计算邮政编码...和用户之间的距离。
这更像是一个挑战问题,而不是我迫切需要的东西,所以不要花一整天的时间在上面。
我在 2000 年左右建立了一个约会网站(早已不复存在),其中一个挑战是计算用户之间的距离,以便我们可以在 X 英里半径内呈现您的“匹配项”。为了说明问题,给出以下数据库模式(大致):
USER TABLE 用户身份 用户名 邮政编码
邮政编码表 邮政编码 纬度 经度
USER 和 ZIPCODE 在 USER.ZipCode = ZIPCODE.ZipCode 上连接。
您将采用什么方法来回答以下问题:哪些其他用户居住在距离给定用户邮政编码 X 英里的邮政编码中。
我们使用了2000 年人口普查数据,其中包含邮政编码及其对应的表格大致的纬度和经度。
我们还使用 Haversine 公式 来计算球体上任意两点之间的距离...非常简单数学真的。
至少对于我们来说,作为 19 岁的大学生,问题实际上变成了如何有效地计算和/存储所有成员到所有其他成员的距离。一种方法(我们使用的方法)是导入所有数据并计算每个邮政编码到每个其他邮政编码的距离。然后您将存储结果并为其建立索引。类似于:
SELECT User.UserId
FROM ZipCode AS MyZipCode
INNER JOIN ZipDistance ON MyZipCode.ZipCode = ZipDistance.MyZipCode
INNER JOIN ZipCode AS TheirZipCode ON ZipDistance.OtherZipCode = TheirZipCode.ZipCode
INNER JOIN User AS User ON TheirZipCode.ZipCode = User.ZipCode
WHERE ( MyZipCode.ZipCode = 75044 )
AND ( ZipDistance.Distance < 50 )
当然,问题是 ZipDistance 表中将包含很多行。它并不是完全不可行,但它确实很大。它还需要对整个数据集进行完整的前期工作,这也不是无法管理,但不一定是可取的。
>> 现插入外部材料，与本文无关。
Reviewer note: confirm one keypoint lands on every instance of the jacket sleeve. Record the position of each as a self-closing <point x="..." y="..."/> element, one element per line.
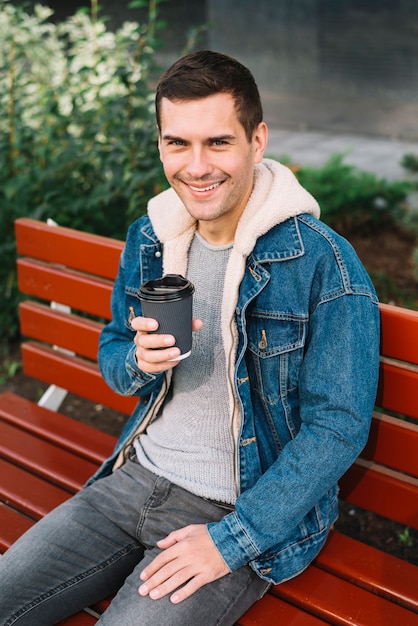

不管怎样,我想知道你们中的一些专家可能会采取什么方法来处理这样的事情。另外,我认为这是程序员必须不时解决的一个常见问题,特别是当您考虑算法相似的问题时。我对一个彻底的解决方案感兴趣,其中至少包括所有方面的提示,以便真正快速高效地完成此任务。谢谢!
This is more of a challenge question than something I urgently need, so don't spend all day on it guys.
I built a dating site (long gone) back in 2000 or so, and one of the challenges was calculating the distance between users so we could present your "matches" within an X mile radius. To just state the problem, given the following database schema (roughly):
USER TABLE
UserId
UserName
ZipCode
ZIPCODE TABLE
ZipCode
Latitude
Longitude
With USER and ZIPCODE being joined on USER.ZipCode = ZIPCODE.ZipCode.
What approach would you take to answer the following question: What other users live in Zip Codes that are within X miles of a given user's Zip Code.
We used the 2000 census data, which has tables for zip codes and their approximate lattitude and longitude.
We also used the Haversine Formula to calculate distances between any two points on a sphere... pretty simple math really.
The question, at least for us, being the 19 year old college students we were, really became how to efficiently calculate and/store distances from all members to all other members. One approach (the one we used) would be to import all the data and calculate the distance FROM every zip code TO every other zip code. Then you'd store and index the results. Something like:
SELECT User.UserId
FROM ZipCode AS MyZipCode
INNER JOIN ZipDistance ON MyZipCode.ZipCode = ZipDistance.MyZipCode
INNER JOIN ZipCode AS TheirZipCode ON ZipDistance.OtherZipCode = TheirZipCode.ZipCode
INNER JOIN User AS User ON TheirZipCode.ZipCode = User.ZipCode
WHERE ( MyZipCode.ZipCode = 75044 )
AND ( ZipDistance.Distance < 50 )
The problem, of course, is that the ZipDistance table is going to have a LOT of rows in it. It isn't completely unworkable, but it is really big. Also it requires complete pre-work on the whole data set, which is also not unmanageable, but not necessarily desireable.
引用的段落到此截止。